Clara levantó la vista cuando Lucian se acercó, y sus ojos se detuvieron en la humedad de su bata y en las ojeras oscuras y exhaustas bajo sus ojos.
Parecía que quería decir algo —quizá una advertencia, o quizá una pregunta sobre las cicatrices que ocultaba bajo la seda—, pero la expresión de su rostro seguía siendo un libro cerrado, sellado herméticamente contra el mundo.
—Está limpia —susurró Clara, retrocediendo para darle su espacio—.
El calor de su piel por fin está remitiendo, pero sigue profundamente inconsciente.
Lucian…
la mansión está tranquila por ahora, pero Marco está paseándose por el vestíbulo.
Lo sintió.
Definitivamente preguntará qué ha ocurrido, y no sé qué historia quieres que escuche.
Lucian caminó hasta el borde de la cama, con la mirada fija en el rostro dormido de Isabella.
Al principio no le respondió a Clara, y su silencio se prolongó hasta que el aire de la habitación se sintió tenso.
—Lucian —susurró Clara de nuevo, acercándose mientras lanzaba una mirada paranoica y fugaz hacia las pesadas puertas de roble.
—Tú y yo sabemos que era sin lobo.
He vivido siglos, he estudiado todos los textos de los archivos ocultos, pero nunca he visto un gen latente con tanto poder.
Eso no fue solo una transformación, Lucian.
Fue el despertar de algo prehistórico.
Clara se paró a los pies de la cama, con los brazos cruzados con fuerza sobre el pecho como si intentara mantener unida su propia alma.
—Lucian.
Mírala.
Señaló con una mano temblorosa el tenue y etéreo brillo que aún parecía adherirse a la piel de Isabella como el persistente recuerdo de la luz de la luna.
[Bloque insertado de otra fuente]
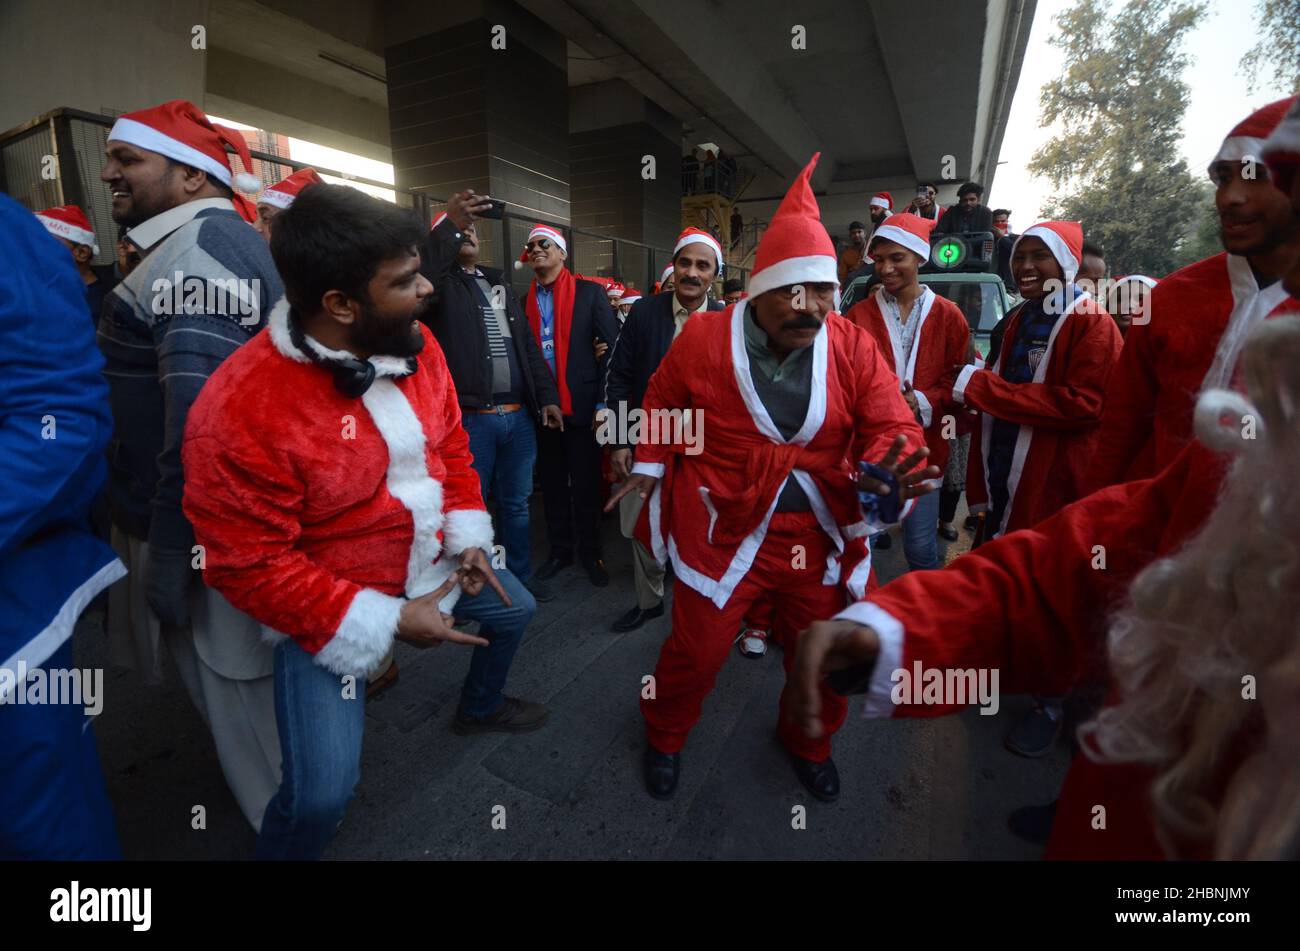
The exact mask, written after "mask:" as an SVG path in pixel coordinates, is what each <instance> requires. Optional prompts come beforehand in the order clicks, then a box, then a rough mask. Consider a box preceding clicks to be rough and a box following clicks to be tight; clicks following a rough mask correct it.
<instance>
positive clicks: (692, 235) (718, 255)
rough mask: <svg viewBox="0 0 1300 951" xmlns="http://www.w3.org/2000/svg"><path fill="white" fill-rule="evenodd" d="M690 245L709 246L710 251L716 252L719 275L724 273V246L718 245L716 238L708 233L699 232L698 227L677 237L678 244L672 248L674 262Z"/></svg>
mask: <svg viewBox="0 0 1300 951" xmlns="http://www.w3.org/2000/svg"><path fill="white" fill-rule="evenodd" d="M688 244H705V246H707V247H708V249H710V251H712V252H714V260H715V261H718V273H719V274H722V273H723V266H724V261H723V246H722V244H719V243H718V239H716V238H714V236H712V235H711V234H708V233H707V231H702V230H699V229H698V227H688V229H686V230H685V231H682V233H681V234H680V235H677V243H676V244H673V246H672V260H673V261H676V260H677V255H679V253H680V252H681V249H682V248H684V247H686V246H688Z"/></svg>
—La Diosa de la Luna no solo le dio un lobo.
Le dio el lobo original.
El primer cambiante.
Aquel que los mitos dicen que fue encerrado porque ni los cielos podían domarlo.
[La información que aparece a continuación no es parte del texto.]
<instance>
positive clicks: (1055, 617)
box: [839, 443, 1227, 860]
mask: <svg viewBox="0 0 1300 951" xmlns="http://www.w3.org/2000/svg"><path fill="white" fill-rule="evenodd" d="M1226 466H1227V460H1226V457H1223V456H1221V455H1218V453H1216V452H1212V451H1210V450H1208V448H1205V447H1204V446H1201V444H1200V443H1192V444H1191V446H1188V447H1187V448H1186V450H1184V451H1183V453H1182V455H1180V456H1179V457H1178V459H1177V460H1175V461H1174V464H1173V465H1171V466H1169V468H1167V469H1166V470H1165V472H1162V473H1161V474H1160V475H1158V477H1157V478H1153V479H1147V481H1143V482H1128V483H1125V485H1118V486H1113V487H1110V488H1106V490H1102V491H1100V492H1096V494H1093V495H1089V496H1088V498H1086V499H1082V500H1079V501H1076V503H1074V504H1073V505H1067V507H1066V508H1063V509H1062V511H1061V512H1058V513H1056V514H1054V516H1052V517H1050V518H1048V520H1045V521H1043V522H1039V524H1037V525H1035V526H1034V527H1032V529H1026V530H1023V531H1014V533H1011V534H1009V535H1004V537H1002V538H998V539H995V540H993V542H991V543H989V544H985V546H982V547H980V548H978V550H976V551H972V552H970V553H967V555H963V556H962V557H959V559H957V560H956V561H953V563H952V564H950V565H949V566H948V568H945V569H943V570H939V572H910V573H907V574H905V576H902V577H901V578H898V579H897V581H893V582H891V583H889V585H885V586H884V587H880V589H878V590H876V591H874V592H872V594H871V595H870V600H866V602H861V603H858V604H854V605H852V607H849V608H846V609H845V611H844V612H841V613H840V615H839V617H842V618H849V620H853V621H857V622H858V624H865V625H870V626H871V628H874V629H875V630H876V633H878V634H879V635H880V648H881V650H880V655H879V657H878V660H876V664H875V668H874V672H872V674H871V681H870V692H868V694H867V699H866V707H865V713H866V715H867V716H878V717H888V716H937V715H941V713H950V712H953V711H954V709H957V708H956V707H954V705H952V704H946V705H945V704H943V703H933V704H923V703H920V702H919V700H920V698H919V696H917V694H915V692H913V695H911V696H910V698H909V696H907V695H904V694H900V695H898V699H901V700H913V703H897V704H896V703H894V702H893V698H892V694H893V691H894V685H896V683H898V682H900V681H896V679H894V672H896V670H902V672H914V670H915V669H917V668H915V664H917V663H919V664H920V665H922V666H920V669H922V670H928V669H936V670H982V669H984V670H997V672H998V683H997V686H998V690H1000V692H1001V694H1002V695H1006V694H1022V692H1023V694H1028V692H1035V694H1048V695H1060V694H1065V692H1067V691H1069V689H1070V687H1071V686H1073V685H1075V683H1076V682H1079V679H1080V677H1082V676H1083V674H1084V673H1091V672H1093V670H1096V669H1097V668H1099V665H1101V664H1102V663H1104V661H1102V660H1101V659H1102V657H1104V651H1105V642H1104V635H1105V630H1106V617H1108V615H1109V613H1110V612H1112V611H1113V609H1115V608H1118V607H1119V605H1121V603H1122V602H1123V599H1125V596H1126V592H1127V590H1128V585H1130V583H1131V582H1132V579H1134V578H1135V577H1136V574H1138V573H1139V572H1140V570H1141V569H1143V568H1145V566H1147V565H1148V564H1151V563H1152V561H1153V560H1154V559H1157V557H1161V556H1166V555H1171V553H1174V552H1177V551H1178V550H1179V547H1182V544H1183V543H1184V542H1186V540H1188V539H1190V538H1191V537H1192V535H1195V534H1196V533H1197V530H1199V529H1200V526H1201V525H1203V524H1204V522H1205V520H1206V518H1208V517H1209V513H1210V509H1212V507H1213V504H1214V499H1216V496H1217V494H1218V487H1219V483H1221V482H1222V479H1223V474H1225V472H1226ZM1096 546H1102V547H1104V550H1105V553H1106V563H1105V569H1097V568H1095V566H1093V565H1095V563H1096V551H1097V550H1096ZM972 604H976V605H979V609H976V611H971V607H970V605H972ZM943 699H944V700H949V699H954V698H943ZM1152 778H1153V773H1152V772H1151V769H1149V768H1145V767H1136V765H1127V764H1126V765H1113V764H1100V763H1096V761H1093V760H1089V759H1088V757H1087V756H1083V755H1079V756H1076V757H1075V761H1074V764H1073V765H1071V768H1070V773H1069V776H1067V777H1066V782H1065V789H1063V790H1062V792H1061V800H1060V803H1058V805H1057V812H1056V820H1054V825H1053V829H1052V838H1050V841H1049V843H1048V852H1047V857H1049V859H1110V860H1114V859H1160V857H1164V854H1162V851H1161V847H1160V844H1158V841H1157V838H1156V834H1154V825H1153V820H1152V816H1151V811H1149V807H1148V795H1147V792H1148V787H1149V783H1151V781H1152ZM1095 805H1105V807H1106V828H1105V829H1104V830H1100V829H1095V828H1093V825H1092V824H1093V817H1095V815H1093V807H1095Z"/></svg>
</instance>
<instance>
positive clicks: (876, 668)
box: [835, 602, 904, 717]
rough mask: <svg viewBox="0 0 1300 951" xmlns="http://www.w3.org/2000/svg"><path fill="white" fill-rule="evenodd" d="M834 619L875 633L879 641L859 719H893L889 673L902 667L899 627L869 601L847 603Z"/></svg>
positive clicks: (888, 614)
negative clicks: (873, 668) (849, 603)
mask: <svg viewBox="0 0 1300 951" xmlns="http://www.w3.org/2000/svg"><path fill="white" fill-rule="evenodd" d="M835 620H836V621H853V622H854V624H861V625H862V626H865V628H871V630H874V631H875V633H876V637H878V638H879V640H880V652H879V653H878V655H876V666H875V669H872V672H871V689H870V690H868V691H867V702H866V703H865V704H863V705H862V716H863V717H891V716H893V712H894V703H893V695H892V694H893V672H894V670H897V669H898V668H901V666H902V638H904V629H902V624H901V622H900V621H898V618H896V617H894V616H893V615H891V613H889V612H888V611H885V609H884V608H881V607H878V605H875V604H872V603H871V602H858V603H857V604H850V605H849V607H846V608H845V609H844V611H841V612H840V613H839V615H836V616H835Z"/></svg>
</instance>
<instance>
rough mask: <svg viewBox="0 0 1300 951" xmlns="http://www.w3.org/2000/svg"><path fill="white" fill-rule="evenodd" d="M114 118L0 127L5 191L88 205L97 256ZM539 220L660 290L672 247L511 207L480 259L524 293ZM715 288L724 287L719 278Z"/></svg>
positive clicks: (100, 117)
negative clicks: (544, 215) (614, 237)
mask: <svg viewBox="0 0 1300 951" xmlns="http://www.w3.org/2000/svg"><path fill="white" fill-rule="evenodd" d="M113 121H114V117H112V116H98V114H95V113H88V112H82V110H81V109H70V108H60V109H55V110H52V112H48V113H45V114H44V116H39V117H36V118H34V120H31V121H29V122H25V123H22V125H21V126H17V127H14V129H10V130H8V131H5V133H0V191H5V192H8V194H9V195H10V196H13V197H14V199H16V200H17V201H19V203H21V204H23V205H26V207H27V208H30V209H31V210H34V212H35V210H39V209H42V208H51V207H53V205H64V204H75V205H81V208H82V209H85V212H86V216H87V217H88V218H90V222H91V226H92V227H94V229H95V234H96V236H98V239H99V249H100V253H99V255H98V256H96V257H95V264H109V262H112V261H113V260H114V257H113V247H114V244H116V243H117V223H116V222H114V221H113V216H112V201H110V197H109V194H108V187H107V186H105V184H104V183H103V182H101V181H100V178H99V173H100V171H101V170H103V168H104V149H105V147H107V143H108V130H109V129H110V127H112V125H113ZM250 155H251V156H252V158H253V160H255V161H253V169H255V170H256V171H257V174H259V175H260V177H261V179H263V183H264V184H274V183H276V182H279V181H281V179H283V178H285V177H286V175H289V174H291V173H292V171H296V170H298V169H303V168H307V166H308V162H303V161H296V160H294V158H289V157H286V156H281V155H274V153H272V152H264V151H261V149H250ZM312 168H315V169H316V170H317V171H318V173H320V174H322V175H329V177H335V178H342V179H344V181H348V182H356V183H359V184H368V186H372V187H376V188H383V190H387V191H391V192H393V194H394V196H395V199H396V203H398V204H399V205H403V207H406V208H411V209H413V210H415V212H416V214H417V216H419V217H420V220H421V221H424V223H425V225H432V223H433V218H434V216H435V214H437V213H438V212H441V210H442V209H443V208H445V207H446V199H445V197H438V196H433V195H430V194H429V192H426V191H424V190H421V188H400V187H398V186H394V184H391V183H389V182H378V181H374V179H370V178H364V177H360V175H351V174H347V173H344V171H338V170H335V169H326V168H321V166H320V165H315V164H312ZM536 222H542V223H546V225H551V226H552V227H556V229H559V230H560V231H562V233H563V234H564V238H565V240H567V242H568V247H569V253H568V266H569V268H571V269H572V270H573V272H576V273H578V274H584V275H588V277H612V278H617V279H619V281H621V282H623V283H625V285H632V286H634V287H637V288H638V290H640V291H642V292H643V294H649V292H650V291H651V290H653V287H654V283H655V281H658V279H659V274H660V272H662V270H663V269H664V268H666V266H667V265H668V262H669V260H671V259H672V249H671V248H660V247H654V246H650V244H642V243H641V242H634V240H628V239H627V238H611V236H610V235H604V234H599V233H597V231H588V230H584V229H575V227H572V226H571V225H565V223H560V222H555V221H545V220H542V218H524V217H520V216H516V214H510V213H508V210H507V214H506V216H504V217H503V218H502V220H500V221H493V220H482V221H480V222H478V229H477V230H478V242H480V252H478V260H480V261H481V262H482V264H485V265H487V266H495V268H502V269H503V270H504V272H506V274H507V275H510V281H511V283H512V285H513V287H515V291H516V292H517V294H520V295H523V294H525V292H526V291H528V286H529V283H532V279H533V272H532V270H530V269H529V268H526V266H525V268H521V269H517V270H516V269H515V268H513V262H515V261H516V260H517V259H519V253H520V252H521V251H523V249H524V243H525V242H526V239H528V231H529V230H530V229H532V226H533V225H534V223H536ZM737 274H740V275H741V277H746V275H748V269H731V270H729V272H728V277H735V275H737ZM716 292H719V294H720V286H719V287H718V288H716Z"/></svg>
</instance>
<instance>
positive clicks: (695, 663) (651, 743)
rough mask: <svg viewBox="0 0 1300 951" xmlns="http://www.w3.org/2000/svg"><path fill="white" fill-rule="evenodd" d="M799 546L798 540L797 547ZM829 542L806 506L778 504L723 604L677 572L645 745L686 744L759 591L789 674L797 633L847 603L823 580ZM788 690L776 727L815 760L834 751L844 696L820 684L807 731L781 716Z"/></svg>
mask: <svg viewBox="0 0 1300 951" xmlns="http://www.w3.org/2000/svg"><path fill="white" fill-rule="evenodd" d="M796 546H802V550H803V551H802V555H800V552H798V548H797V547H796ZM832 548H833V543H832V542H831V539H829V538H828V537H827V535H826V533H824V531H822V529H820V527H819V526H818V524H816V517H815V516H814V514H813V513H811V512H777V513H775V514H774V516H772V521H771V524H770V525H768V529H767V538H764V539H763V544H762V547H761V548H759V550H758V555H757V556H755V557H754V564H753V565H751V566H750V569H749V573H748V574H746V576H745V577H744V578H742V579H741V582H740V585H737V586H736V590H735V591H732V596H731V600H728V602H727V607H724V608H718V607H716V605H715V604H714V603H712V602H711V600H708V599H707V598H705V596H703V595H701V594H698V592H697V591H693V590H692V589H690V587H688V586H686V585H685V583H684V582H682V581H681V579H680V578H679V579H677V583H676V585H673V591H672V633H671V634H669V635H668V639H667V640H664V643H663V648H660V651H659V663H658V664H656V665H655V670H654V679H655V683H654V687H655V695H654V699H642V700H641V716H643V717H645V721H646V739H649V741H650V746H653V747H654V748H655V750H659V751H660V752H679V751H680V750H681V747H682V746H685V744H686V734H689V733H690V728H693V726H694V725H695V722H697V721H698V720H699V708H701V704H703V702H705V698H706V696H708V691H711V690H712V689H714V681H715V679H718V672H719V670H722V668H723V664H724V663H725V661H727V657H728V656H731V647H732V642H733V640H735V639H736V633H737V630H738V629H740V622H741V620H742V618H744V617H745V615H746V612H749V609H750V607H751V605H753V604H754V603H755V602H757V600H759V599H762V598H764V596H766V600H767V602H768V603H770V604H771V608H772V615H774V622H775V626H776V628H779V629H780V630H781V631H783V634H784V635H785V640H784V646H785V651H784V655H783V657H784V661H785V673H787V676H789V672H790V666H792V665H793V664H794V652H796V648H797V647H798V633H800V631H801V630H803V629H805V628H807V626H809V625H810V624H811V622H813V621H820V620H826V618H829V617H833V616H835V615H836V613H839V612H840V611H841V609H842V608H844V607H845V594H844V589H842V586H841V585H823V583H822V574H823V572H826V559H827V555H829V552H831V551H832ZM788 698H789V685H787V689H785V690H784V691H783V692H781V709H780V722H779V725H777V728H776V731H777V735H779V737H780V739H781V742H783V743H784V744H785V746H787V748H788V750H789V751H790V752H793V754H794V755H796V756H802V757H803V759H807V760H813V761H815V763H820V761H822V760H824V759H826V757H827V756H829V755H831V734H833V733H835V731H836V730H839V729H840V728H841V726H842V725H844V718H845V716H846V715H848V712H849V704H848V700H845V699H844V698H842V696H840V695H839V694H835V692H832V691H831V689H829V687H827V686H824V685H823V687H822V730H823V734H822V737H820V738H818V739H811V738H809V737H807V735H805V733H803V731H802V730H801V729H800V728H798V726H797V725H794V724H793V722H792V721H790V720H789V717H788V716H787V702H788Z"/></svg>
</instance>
Clara caminaba en un círculo pequeño y cerrado, con los ojos muy abiertos por una mezcla de fascinación académica y pavor puro e inalterado.
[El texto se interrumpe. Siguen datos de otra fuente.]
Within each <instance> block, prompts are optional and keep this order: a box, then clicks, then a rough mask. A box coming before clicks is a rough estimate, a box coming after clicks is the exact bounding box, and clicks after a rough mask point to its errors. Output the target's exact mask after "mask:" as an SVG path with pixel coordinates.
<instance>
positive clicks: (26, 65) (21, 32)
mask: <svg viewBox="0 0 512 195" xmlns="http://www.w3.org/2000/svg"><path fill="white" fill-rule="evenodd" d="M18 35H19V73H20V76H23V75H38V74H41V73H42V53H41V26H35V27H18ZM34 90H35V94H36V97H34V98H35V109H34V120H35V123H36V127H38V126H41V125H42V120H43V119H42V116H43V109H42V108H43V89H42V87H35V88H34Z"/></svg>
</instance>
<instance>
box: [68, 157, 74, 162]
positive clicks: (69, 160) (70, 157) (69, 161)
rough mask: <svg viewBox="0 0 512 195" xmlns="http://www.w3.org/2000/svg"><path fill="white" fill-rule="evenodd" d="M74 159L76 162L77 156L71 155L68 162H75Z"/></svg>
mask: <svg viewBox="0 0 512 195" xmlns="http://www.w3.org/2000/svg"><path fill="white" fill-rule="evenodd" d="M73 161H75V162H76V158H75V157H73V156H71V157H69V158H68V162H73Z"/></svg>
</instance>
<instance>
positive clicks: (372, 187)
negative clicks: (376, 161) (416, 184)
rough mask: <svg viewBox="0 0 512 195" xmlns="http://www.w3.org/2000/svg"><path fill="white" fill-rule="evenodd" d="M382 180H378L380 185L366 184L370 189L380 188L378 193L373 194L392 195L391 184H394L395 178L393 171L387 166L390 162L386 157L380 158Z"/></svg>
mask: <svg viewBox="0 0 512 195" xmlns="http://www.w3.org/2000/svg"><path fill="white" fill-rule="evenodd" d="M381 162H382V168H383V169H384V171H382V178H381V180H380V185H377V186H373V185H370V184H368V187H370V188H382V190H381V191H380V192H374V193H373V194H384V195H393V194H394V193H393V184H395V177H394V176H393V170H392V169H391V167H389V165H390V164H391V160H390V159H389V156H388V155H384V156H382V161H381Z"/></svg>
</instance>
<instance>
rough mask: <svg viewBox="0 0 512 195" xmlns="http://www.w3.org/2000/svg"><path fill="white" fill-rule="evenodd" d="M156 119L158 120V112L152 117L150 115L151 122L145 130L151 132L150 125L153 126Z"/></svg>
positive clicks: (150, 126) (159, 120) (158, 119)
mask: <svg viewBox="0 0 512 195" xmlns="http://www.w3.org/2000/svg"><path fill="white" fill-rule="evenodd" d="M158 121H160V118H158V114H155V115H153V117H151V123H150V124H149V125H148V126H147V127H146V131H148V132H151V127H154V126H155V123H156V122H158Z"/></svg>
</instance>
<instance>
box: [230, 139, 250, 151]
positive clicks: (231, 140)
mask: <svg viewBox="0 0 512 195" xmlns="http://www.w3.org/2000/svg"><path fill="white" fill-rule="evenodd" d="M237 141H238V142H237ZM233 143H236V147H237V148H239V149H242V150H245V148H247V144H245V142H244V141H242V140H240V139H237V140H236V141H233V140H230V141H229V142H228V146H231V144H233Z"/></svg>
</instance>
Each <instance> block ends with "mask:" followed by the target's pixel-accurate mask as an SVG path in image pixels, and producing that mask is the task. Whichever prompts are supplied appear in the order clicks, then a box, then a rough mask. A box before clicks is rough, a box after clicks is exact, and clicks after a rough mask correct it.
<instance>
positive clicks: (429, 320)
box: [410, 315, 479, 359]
—Todo el mundo cree que es sin lobo: mi madre, tú, Marco.
Todos lo piensan, porque su cuerpo simplemente no podía soportar la frecuencia de un alma de Licántropo.
Estaba esperando un catalizador.
Estaba esperando que el vínculo con la aceptación de un Soberano pusiera en marcha el corazón y forzara a la sangre a cambiar.
Lucian dejó que su pelo mojado le cayera sobre el rostro y cerró los ojos mientras el peso de sus palabras se asentaba en sus huesos.
Clara respiró hondo mientras continuaba, sin importarle si Lucian la escuchaba; lo único que quería era desahogarse.
—Puede que no lo recuerde, Lucian.
Lucian bajó la mirada hacia su pecho cubierto, sintiendo el calor de las cicatrices bajo la seda.
—Entonces, ¿a dónde quieres llegar, Clara?